Kenya’s economy to drop to lowest rate since 2009 over coronavirus

The National Treasury has projected that the country’s economic growth rate will drop to 3.6 per cent from the 6.1% percent projected at the start of the year.

Addressing the press on Monday, Labour Cabinet Secretary Simon Chelugui said documents from the Treasury show the coronavirus epidemic will hit hard on Tourism, Manufacturing, Agricultural, Transport, wholesale and retail sectors.

“What is ahead of us is real, our economy will not be the same and tourism which has climbed for the last two years in terms of forex contribution is equally going to be affected,” said the CS.

“Certain groups will be dis-proportionally hit as tourist and remittance source countries in Europe, the Gulf and Europe face a similar slowdown,” said CS Chelugui.

The Kenyan economy last slowed to a timid 3.3 per cent growth rate in 2009 on the back of shocks emanating from the then prevailing global financial crisis.

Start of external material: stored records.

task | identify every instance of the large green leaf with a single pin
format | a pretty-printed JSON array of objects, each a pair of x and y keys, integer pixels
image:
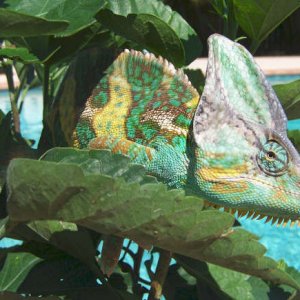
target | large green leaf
[
  {"x": 81, "y": 31},
  {"x": 227, "y": 284},
  {"x": 19, "y": 54},
  {"x": 15, "y": 270},
  {"x": 154, "y": 26},
  {"x": 74, "y": 187},
  {"x": 79, "y": 14},
  {"x": 17, "y": 24},
  {"x": 289, "y": 96},
  {"x": 258, "y": 18}
]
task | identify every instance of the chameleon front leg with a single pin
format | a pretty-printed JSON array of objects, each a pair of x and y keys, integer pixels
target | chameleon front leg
[{"x": 138, "y": 153}]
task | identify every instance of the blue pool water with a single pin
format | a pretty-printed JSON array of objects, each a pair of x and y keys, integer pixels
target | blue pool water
[{"x": 281, "y": 243}]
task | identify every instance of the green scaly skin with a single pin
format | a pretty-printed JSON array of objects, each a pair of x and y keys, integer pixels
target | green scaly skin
[{"x": 230, "y": 148}]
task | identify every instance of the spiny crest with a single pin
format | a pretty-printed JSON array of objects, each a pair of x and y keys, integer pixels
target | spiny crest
[
  {"x": 254, "y": 215},
  {"x": 141, "y": 98},
  {"x": 152, "y": 62}
]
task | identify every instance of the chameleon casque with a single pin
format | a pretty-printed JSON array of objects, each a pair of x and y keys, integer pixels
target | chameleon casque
[{"x": 230, "y": 146}]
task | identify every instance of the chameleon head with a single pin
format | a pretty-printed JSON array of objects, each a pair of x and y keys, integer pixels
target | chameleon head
[{"x": 244, "y": 159}]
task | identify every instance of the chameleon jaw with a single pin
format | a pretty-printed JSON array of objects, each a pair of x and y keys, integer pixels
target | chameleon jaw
[{"x": 254, "y": 215}]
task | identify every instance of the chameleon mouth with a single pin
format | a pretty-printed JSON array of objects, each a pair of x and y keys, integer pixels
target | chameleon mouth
[{"x": 254, "y": 215}]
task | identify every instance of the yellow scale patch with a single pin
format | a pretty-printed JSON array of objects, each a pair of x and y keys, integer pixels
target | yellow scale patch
[
  {"x": 111, "y": 118},
  {"x": 217, "y": 174}
]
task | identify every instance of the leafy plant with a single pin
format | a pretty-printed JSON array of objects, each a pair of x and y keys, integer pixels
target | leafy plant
[{"x": 66, "y": 203}]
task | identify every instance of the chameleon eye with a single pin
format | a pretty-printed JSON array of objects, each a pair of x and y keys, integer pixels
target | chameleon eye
[{"x": 273, "y": 158}]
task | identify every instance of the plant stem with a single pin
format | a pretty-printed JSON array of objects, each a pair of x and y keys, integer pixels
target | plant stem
[
  {"x": 46, "y": 91},
  {"x": 160, "y": 275},
  {"x": 12, "y": 96}
]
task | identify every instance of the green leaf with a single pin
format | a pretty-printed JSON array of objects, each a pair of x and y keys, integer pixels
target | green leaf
[
  {"x": 153, "y": 26},
  {"x": 99, "y": 191},
  {"x": 258, "y": 18},
  {"x": 19, "y": 54},
  {"x": 17, "y": 24},
  {"x": 15, "y": 270},
  {"x": 289, "y": 96},
  {"x": 79, "y": 14}
]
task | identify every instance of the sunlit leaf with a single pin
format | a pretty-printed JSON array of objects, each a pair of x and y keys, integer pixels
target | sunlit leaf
[{"x": 76, "y": 189}]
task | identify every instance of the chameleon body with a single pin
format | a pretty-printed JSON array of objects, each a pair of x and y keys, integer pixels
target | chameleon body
[{"x": 230, "y": 146}]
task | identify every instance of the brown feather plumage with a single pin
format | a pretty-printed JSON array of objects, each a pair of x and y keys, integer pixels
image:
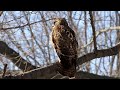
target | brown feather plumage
[{"x": 65, "y": 44}]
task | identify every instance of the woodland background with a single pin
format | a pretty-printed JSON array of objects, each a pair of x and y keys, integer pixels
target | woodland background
[{"x": 26, "y": 51}]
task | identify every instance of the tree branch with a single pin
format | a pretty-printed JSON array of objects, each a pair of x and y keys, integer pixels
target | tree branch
[
  {"x": 50, "y": 71},
  {"x": 93, "y": 29}
]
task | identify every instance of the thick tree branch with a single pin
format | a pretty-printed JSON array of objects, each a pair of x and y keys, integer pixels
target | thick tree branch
[
  {"x": 15, "y": 57},
  {"x": 50, "y": 71},
  {"x": 86, "y": 75},
  {"x": 93, "y": 29}
]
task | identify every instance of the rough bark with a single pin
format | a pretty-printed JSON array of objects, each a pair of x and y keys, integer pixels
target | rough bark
[{"x": 50, "y": 71}]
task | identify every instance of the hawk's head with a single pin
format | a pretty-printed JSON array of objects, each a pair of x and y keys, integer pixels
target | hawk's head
[{"x": 60, "y": 21}]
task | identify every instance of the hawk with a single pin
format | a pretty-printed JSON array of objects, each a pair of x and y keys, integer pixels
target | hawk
[{"x": 65, "y": 44}]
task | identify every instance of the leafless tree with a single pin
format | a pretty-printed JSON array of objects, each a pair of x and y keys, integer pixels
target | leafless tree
[{"x": 25, "y": 44}]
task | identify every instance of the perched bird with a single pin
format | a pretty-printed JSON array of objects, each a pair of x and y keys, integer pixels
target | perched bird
[{"x": 65, "y": 44}]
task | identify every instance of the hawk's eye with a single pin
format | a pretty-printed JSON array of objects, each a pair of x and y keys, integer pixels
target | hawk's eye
[{"x": 54, "y": 22}]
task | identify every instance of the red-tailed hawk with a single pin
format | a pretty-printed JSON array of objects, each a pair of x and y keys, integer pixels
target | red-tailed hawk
[{"x": 65, "y": 44}]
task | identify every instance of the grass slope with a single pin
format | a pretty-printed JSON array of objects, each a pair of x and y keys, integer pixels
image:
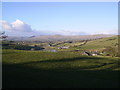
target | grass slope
[
  {"x": 101, "y": 43},
  {"x": 40, "y": 69}
]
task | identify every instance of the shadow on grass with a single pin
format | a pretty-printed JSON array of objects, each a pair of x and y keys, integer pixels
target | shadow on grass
[
  {"x": 64, "y": 60},
  {"x": 21, "y": 76}
]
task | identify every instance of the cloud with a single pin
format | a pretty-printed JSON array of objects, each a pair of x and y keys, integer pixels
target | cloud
[{"x": 17, "y": 25}]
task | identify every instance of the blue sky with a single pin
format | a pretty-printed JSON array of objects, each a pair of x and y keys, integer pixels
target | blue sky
[{"x": 65, "y": 18}]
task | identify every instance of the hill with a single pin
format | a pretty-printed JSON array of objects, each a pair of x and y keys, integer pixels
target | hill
[{"x": 58, "y": 37}]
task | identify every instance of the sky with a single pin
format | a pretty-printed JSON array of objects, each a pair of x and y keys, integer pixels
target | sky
[{"x": 63, "y": 18}]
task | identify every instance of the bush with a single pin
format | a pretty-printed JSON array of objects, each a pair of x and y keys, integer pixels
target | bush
[{"x": 110, "y": 51}]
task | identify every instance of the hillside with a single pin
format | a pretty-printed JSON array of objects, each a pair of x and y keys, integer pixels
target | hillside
[
  {"x": 58, "y": 37},
  {"x": 101, "y": 43},
  {"x": 37, "y": 69}
]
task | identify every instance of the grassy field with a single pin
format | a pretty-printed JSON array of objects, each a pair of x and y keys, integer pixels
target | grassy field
[{"x": 42, "y": 69}]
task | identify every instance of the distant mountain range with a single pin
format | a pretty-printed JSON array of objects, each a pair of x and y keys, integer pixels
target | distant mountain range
[{"x": 58, "y": 37}]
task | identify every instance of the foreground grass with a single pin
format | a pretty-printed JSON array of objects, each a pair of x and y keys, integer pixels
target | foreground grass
[{"x": 58, "y": 70}]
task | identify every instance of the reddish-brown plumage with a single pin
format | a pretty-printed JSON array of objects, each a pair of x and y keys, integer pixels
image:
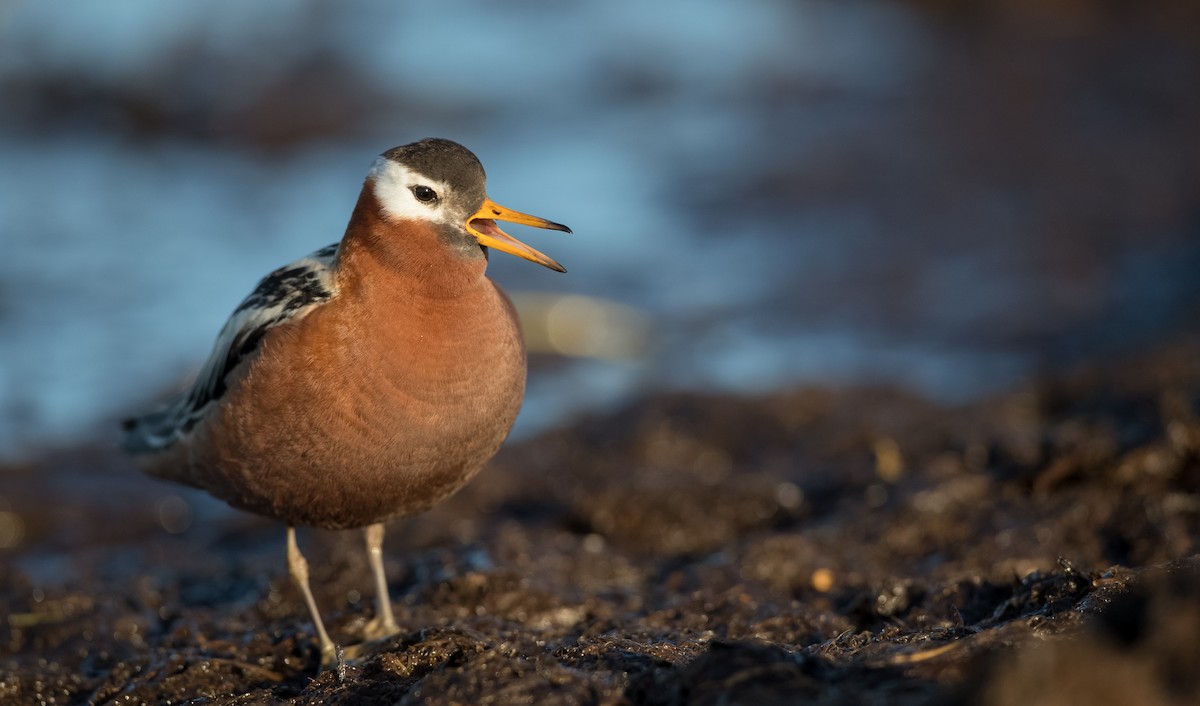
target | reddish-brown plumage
[
  {"x": 379, "y": 402},
  {"x": 366, "y": 381}
]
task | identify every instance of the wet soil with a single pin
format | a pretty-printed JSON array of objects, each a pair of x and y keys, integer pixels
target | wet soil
[{"x": 827, "y": 546}]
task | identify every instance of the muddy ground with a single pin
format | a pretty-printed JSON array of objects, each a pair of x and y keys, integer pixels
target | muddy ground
[{"x": 825, "y": 546}]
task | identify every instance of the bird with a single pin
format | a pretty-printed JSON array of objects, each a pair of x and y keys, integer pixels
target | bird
[{"x": 366, "y": 381}]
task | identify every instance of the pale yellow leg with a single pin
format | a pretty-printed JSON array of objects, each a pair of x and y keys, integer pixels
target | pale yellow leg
[
  {"x": 299, "y": 569},
  {"x": 384, "y": 623}
]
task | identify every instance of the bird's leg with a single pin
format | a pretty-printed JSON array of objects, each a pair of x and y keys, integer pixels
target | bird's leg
[
  {"x": 383, "y": 624},
  {"x": 299, "y": 569}
]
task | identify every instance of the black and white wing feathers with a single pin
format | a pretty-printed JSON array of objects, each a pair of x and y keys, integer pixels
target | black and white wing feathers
[{"x": 282, "y": 295}]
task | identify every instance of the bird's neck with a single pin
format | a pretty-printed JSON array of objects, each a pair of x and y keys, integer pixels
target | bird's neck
[{"x": 408, "y": 255}]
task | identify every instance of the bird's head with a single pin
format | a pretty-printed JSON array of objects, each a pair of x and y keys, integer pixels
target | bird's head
[{"x": 442, "y": 183}]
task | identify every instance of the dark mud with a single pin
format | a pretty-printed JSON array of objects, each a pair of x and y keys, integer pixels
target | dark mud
[{"x": 826, "y": 546}]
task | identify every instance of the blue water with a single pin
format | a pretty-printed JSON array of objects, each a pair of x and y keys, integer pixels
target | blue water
[{"x": 630, "y": 123}]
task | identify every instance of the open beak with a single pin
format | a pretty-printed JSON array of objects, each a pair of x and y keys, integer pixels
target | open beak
[{"x": 483, "y": 226}]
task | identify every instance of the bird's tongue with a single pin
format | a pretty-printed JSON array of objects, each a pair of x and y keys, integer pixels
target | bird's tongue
[{"x": 489, "y": 227}]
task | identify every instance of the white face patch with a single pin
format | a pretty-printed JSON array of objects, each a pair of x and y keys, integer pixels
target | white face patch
[{"x": 394, "y": 187}]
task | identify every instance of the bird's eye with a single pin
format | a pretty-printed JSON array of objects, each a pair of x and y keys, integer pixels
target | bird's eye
[{"x": 425, "y": 195}]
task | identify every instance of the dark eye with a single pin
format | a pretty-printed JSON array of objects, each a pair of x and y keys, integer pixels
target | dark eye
[{"x": 425, "y": 195}]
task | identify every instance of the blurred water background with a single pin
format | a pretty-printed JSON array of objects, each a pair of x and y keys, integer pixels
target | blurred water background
[{"x": 945, "y": 196}]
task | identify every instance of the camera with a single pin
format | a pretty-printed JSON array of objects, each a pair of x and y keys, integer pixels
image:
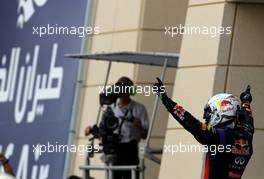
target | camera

The Labour CS further warned that job cuts are imminent as the majority of businesses struggle to stay afloat amidst widespread disruption to economic activity.

In spite of the gloomy outlook, the Labour CS says the government is prioritizing the safeguarding of jobs as both layoffs and pay cuts loom as enterprises struggle to keep doors open.

According to the International Labour Organisation (ILO), the resulting Covid-19 outbreak is expected to result in the layoff of an estimated 25 million people across the globe with Kenya being hardly spared from the decimation.

The Ministry remains engaged with industry players including the Federation of Kenyan Employers (FKE) and the Central Organisation of Trade Unions (COTU) on what Chelugui terms as ‘practical suggestions’ to the looming crisis in the aftermath of the coronavirus containment.

Nevertheless optimism remains on a high against the rocking economic shocks.

“Tough times don’t last but tough people do,” CS Chelugui said.